In fact, perhaps most importantly, we should also be asking whether the actual vocations of younger people are really fitting the institution as we now conceive it to be. Stephen Spriggs's piece raises the issue of whether God has a reason for calling less young people into ordained ministry noting also that there is a huge increase in, for example, church-based youth workers.

I want to push this further: because the outlook and situation of the church in this country is changing God is not calling people to the roles that we traditionally have seen ordained ministry as consisting in, rather God is calling people to the roles and ministries that are and will increasingly be needed over the next 30 years or more.
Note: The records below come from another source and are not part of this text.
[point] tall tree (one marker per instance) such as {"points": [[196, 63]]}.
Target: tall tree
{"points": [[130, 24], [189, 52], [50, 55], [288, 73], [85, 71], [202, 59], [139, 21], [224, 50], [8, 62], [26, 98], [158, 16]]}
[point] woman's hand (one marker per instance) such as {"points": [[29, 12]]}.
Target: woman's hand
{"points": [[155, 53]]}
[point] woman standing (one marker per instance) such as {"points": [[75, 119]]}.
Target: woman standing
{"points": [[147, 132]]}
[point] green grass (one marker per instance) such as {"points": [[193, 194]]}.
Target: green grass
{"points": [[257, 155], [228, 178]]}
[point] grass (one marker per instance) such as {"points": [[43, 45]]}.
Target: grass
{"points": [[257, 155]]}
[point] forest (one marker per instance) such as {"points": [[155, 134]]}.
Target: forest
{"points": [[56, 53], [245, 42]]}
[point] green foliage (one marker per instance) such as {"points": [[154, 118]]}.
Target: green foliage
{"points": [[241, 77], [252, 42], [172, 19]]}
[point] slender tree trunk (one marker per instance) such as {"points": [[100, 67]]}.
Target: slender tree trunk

If we insist that these things are not what we want or need for our vision of the Church of England, then so much the worse for us. If, on the other hand, we recognise that perhaps God is calling for future development and work then we have a resource to help us to plot a course for the future. By listening to the sense of vocation of existing and potential future leaders in the church, we can gain an insight into the shaping of the church for the next generation. We need to allow a situation where the vocations of the members of the church determine the shape of the church rather than trying to force vocations on people to fit the felt-needs of an institution decisively shaped by a dying culture. In other words, before we can be a mission-shaped church we have to be a vocation-shaped church.

A further implication is how we then act to match up the callings with the historic three-fold ministry. I would suggest we need to think seriously about a whole raft of things here but let me take one idea from the briefing papers and provoke with it. If God is calling lots of people and many of them are interpreting that call as being fulfilled in church-based youth work, and if it is the case that at least some of those people continue to serve the church in a full-time capacity -are they then,at that point, deacons by calling? Some then do offer for presbyteral ministry ...

Out work is twofold then: to shape our church to be able to fill its sails with the wind by reshaping 'the ministry' and to enable our younger presbyterally inclined members to see that their vocation may indeed be fulfilled by just such an ordained ministry. I do not believe however that we can go on trying to recruit as if the institution has no changing to do.